Perspektivisch

Irgendwie ist es schwierig, einem Ausländer Begriffe wie „Verfassungspatriotismus“ oder „Historikerstreit“ näher zu bringen, der von deutschen Befindlichkeiten wenig Ahnung hat. Aber auch wenn er sich in den Untiefen unserer gesellschaftlichen Debatten nicht zurechtfindet: ein guter Deutscher erklärt sie ihm, bis er sie auch restlos verstanden hat. Es ist zudem äußerst spannend, von ihm unsere seltsam anmutenden Gebräuche und Sitten widergespiegelt zu bekommen. Mit unseren Essritualen – um 12.00 Uhr ist Mittagessen, da versammelt sich die Familie um den Tisch, zum Beispiel – können andere Kulturkreise kaum etwas anfangen. Und wenn ich ihm erzähle, dass ich das Programm der Weihnachtsfeiertage auswendig herunterbeten kann und ich eigentlich auf Autopilot umstellen könnte, schwankt er zwischen der Faszination des ethnischen Forschers und totalem Unverständnis hin und her. Vorhersehbare Abläufe geben Sicherheit. Manchmal sind sie allerdings auch wie ein Korsett, das einen nicht mehr atmen läßt. Kreativität versus Sicherheit.
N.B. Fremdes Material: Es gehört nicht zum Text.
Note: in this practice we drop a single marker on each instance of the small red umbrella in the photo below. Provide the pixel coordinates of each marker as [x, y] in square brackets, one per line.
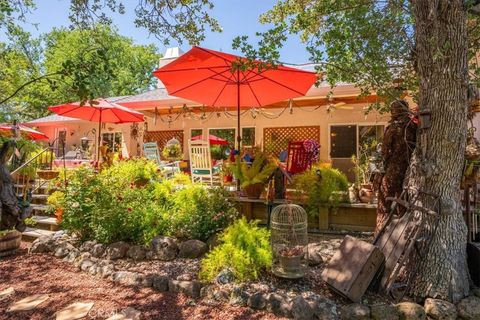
[212, 78]
[213, 139]
[99, 111]
[27, 132]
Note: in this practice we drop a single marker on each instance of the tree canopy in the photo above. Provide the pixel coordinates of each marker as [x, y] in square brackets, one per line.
[65, 64]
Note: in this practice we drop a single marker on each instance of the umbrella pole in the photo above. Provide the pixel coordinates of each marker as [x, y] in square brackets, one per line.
[99, 139]
[239, 134]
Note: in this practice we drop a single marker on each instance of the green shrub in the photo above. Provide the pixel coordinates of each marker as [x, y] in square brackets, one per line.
[322, 185]
[245, 250]
[110, 207]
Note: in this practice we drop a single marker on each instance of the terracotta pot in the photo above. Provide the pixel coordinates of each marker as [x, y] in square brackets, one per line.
[365, 194]
[254, 191]
[10, 242]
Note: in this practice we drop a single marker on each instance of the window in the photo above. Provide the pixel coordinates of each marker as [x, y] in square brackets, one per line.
[196, 132]
[113, 140]
[343, 141]
[218, 151]
[346, 140]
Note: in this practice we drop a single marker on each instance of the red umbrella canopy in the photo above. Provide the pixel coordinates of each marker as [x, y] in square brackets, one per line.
[100, 110]
[213, 139]
[29, 133]
[206, 76]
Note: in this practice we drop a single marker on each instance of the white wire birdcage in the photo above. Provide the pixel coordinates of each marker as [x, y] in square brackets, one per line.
[289, 240]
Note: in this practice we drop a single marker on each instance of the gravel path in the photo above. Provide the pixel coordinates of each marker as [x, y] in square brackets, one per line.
[32, 274]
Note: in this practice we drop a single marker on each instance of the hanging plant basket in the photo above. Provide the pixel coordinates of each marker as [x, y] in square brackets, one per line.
[47, 174]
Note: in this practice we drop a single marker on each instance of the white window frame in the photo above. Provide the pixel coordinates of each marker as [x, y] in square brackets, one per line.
[356, 124]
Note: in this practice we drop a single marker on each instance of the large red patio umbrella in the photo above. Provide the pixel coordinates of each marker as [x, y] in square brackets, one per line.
[212, 139]
[210, 77]
[99, 111]
[24, 130]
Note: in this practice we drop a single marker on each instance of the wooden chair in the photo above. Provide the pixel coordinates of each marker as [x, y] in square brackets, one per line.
[201, 166]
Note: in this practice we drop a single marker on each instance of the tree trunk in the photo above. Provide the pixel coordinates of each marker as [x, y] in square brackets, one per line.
[437, 163]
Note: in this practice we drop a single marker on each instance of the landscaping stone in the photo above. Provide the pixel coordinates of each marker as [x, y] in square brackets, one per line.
[476, 292]
[301, 309]
[207, 292]
[127, 314]
[279, 305]
[355, 311]
[74, 311]
[86, 264]
[190, 288]
[225, 276]
[163, 248]
[137, 253]
[192, 249]
[440, 310]
[72, 255]
[117, 250]
[98, 250]
[160, 283]
[314, 251]
[325, 309]
[28, 303]
[44, 244]
[212, 242]
[106, 270]
[469, 308]
[410, 311]
[383, 311]
[128, 278]
[239, 296]
[257, 301]
[87, 246]
[6, 293]
[63, 250]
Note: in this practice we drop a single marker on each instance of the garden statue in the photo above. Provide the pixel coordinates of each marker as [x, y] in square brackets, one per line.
[399, 141]
[12, 215]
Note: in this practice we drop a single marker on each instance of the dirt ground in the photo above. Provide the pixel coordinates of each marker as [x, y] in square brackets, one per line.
[32, 274]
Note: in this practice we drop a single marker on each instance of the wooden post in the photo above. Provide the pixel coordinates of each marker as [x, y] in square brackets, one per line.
[323, 218]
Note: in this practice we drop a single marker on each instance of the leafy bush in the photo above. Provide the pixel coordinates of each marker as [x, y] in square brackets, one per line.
[323, 185]
[258, 172]
[110, 207]
[245, 250]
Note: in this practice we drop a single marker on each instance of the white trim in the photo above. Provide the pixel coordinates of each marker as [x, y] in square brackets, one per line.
[356, 124]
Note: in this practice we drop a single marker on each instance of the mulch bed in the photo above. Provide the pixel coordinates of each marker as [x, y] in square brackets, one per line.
[43, 274]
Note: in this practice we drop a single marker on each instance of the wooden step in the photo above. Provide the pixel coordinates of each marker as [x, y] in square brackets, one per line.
[33, 233]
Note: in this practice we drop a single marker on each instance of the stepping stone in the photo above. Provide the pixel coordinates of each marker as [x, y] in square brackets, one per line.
[28, 303]
[74, 311]
[127, 314]
[7, 292]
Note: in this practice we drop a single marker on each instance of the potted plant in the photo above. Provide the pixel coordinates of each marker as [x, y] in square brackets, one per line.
[321, 185]
[254, 176]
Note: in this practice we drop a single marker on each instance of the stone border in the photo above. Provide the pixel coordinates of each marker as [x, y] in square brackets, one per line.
[307, 305]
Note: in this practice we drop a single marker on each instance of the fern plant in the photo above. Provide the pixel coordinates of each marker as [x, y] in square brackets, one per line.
[259, 171]
[245, 250]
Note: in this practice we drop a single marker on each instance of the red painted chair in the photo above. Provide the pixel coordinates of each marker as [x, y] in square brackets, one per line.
[298, 158]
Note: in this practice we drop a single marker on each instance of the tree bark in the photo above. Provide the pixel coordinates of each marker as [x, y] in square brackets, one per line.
[437, 163]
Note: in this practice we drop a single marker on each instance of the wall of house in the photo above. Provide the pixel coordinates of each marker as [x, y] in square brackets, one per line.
[300, 117]
[78, 129]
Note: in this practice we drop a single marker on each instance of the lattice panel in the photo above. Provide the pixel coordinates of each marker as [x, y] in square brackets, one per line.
[275, 140]
[161, 137]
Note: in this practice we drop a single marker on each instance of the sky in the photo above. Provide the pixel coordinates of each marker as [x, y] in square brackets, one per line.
[237, 17]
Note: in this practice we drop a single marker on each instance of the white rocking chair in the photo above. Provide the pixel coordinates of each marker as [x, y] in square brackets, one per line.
[201, 167]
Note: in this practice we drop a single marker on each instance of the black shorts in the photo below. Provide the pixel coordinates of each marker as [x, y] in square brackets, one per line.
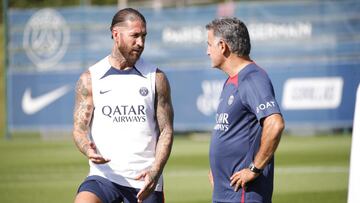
[110, 192]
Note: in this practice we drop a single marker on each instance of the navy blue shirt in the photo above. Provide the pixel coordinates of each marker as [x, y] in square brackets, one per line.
[245, 100]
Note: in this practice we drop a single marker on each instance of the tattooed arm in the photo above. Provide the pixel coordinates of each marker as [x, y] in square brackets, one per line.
[83, 111]
[165, 118]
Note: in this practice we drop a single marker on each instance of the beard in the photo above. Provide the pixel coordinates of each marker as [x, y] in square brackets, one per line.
[131, 55]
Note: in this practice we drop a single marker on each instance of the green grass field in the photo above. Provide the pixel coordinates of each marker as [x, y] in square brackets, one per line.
[308, 169]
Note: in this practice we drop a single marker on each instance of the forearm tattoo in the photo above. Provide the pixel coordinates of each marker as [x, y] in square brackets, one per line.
[83, 112]
[165, 118]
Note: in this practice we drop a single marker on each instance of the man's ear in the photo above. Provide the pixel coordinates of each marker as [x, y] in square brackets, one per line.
[224, 47]
[115, 33]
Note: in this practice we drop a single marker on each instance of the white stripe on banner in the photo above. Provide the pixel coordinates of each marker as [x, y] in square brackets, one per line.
[354, 176]
[280, 170]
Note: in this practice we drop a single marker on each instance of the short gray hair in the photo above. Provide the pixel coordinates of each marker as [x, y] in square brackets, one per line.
[234, 32]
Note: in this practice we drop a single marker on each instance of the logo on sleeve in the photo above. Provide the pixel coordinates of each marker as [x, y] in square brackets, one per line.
[222, 122]
[265, 106]
[144, 91]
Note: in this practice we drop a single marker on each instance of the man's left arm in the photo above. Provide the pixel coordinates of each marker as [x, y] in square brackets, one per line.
[273, 126]
[165, 119]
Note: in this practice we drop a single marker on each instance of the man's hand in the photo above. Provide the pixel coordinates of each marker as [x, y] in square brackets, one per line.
[94, 156]
[241, 178]
[150, 177]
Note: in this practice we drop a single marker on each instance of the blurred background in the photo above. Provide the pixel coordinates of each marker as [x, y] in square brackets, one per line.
[310, 49]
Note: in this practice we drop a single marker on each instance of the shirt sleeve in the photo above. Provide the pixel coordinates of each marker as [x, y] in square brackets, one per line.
[259, 95]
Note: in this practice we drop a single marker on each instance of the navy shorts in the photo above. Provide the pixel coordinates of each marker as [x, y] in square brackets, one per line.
[110, 192]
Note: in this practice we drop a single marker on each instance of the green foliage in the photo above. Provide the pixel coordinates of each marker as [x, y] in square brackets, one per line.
[308, 169]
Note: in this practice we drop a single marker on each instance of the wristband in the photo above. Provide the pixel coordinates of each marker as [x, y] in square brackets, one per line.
[254, 169]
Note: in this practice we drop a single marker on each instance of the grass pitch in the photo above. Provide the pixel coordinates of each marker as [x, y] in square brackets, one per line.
[308, 169]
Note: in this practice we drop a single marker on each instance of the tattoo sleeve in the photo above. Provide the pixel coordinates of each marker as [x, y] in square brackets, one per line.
[83, 111]
[165, 119]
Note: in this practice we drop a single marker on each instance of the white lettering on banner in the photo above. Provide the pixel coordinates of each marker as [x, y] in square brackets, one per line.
[188, 34]
[257, 31]
[266, 31]
[312, 93]
[354, 176]
[46, 38]
[208, 101]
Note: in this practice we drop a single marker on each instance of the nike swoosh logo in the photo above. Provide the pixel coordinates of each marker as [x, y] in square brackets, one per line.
[32, 105]
[103, 92]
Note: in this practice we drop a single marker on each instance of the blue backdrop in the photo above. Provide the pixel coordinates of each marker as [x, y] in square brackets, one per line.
[311, 51]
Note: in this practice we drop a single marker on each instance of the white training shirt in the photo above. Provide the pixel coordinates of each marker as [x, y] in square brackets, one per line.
[124, 127]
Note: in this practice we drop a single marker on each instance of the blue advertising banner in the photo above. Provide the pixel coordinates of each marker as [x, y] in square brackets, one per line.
[311, 51]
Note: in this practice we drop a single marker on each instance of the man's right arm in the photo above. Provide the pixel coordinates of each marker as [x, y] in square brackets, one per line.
[83, 112]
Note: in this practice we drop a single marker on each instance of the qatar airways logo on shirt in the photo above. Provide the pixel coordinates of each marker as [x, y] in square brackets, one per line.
[265, 106]
[125, 113]
[222, 122]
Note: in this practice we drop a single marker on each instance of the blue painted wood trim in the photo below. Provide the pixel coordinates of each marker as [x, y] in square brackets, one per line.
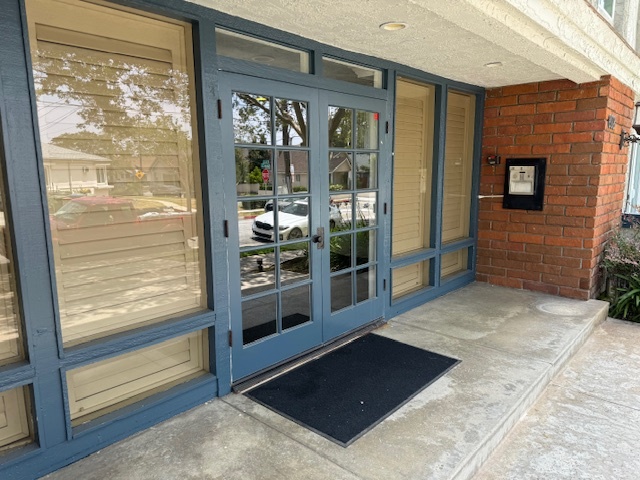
[147, 413]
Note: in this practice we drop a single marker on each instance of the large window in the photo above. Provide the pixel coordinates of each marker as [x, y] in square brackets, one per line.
[412, 184]
[115, 100]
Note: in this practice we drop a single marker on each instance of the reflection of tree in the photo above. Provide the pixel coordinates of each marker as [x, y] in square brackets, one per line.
[127, 109]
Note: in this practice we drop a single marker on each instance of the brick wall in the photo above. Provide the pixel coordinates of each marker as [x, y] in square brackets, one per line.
[556, 250]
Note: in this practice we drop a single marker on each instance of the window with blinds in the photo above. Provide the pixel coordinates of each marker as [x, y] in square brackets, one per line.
[15, 420]
[458, 169]
[412, 181]
[11, 342]
[102, 387]
[115, 101]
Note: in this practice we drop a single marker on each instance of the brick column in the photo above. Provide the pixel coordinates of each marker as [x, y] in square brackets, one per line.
[556, 250]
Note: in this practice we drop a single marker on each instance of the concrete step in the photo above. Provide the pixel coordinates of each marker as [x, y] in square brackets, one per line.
[511, 344]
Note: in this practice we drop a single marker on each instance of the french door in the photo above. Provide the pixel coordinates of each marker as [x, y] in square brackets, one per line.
[304, 247]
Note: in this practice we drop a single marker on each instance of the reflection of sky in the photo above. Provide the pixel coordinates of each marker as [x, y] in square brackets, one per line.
[57, 116]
Lösungen versus Bindungen. „Gehst du auch in Lederhose auf die Regensburger Dult?“ „Nein, Gott bewahre.“ Eine Lederhose gilt ja erst dann als eingetragen, wenn man sie auszieht und auf den Boden stellen kann, ohne dass sie in sich zusammenfällt. Tradition? Wahnsinn? Ich bin ein Traditionalist anderer Prägung. Mir erscheinen Dinge erhaltenswert, die für die Menschen die Hoffnung auf das Gute und die Liebe symbolisieren. „Und wie siehst du die nationale Begeisterung für den Fußball?“ „Ich stehe dem zwar wohlwollend, aber auch mit einer ironischen Distanz gegenüber.“ Mögen die anderen das große Fußballschwert schwingen. Wir gewinnen währenddessen lautlos und unauffällig unsere Spiele. (Trööööt!)